JUNE 2010


"I'm All Whacked Out"
Vertebral Subluxation...The Key To Chiropractic!

What if you knew you were not expressing your full potential for health and well-being?


What if there was a way to correct that?


What if it was easy, fast, and affordable?


Would you do it?


Right now you are most likely experiencing at least one vertebral subluxation in your spine. Don't's not life threatening. Yet. But if you allow it to remain, it will slowly rob you of your health, your happiness, your life energy, and you will be moving more rapidly toward death than you should be.

What is a vertebral subluxation?
Vertebral subluxation is a reason why the chiropractic profession exists. It is the term chiropractors give to a specific situation in the spine. It has four distinct components.

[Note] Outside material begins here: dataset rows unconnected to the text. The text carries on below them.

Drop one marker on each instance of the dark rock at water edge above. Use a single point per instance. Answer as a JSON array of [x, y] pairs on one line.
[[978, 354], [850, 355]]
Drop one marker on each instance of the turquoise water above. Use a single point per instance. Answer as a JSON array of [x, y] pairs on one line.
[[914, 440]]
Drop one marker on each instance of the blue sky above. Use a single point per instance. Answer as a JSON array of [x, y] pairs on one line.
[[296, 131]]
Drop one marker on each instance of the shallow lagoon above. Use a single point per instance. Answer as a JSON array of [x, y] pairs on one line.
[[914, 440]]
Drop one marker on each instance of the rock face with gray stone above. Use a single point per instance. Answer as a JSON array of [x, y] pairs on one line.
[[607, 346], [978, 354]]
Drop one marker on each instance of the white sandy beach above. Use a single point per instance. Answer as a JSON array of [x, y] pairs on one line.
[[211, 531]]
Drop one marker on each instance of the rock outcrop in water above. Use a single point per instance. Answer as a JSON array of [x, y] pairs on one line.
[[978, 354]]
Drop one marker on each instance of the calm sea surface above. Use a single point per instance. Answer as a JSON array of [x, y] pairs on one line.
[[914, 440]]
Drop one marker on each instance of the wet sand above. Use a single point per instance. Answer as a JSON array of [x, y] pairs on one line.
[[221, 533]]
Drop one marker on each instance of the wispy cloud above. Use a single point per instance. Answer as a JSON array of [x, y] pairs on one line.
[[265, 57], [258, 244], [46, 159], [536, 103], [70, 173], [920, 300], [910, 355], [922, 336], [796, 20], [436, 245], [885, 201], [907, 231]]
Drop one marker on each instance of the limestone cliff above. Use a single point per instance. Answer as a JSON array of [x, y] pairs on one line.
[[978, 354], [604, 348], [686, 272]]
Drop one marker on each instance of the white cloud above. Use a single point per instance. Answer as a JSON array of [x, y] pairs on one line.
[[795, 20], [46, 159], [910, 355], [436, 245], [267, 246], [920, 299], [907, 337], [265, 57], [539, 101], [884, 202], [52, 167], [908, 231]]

The first component of vertebral subluxation is MISALIGNMENT. The spine is composed of 24 moveable segments called vertebrae. The fact that it is 24 small bones instead of one large bone gives us incredible freedom and mobility. But this very mobility allows some of the bones of the spine to become out of proper relationship with the vertebrae above and below. And they can become fixated or stuck this way. They lose their normal alignment and function.


This misalignment leads to the second component, which is OCCLUSION. This means a subluxation can narrow or partially block the passages and canals found between the vertebrae. No big deal, right? WRONG! Since the spinal cord and spinal nerves pass through these openings it IS a big deal!


The occlusion of these passages and canals leads to the third component of vertebral subluxation, which is PRESSURE. A vertebral subluxation places pressure and tension on those tender and vital parts of the nerve system. Sounds like it would hurt. Not always, in fact, not usually. So if it doesn't hurt, what is the big deal again?


The big deal is this. Our nerve system is in constant communication with the various parts of our body in order to properly coordinate our body's functions. What do you think is happening when the nerve system experiences this pressure?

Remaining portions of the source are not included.